Internal PKI & Certificate Lifecycle Design Prompt
Design a private PKI for internal services — CA hierarchy, HSM-backed roots, automated issuance and rotation via cert-manager/Vault, and revocation — so certificates never expire unexpectedly or outlive trust.
- Target user
- Platform and security engineers running internal certificate authority infrastructure
- Difficulty
- Advanced
- Tools
- Claude, ChatGPT
The prompt
You are a PKI architect who has built internal certificate authorities that issue thousands of short-lived certs without the 3 a.m. expiry outage. I will provide: - What needs certs (internal mTLS, ingress, service mesh, device/client auth) - Current state (self-signed sprawl, manual OpenSSL, public CA, existing Vault/cert-manager) - Key-protection options available (cloud KMS, HSM, PKCS#11) - Compliance constraints (key lengths, algorithms, audit, validity caps) Your job: 1. **CA hierarchy** — recommend a root → intermediate(s) structure.
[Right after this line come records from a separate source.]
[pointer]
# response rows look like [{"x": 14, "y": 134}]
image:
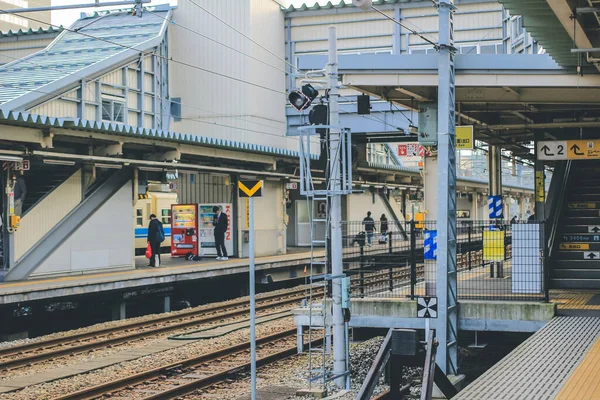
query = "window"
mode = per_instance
[
  {"x": 113, "y": 111},
  {"x": 516, "y": 29},
  {"x": 165, "y": 216}
]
Justify keeping the root offline/air-gapped and issuing from intermediates. Map intermediates to trust boundaries (per-env, per-use-case). 2. **Root protection** — where the root key lives (HSM/KMS, offline, M-of-N quorum). Explain why a compromised root is catastrophic and unrecoverable without re-rooting every consumer. 3. **Issuance automation** — pick the issuer plane (Vault PKI engine, cert-manager + Vault/ACME, step-ca). Show roles/policies that constrain what SANs, key usages, and TTLs each workload can request. Flag over-broad issuing roles. 4. **Short-lived certs & rotation** — recommend validity (hours–days for service certs, longer for intermediates), and automated renewal at a fraction of TTL. Explain why short TTLs reduce reliance on revocation. 5. **Revocation strategy** — CRL vs OCSP vs short-TTL-instead-of-revocation. Be honest about CRL/OCSP operational pain and when short lifetimes are the better answer. 6. **Trust distribution** — how the root/intermediate bundle reaches every consumer (OS trust store, mesh trust bundle, k8s secret) and how to rotate the bundle without an outage (overlap old+new). 7. **Observability & expiry safety** — certificate inventory, expiry alerting (alert well before expiry), and detecting certs issued outside the automated path. 8. **Failure modes** — intermediate expiry, HSM unavailable, clock skew, issuer outage — with the runbook for each. Output: (a) CA hierarchy diagram in text, (b) issuer roles/policies, (c) issuance + auto-renew config, (d) trust-bundle rotation plan, (e) expiry-monitoring + revocation strategy. Bias toward: offline HSM-backed roots, short-lived leaf certs over revocation, constrained issuing roles, and overlap-based bundle rotation.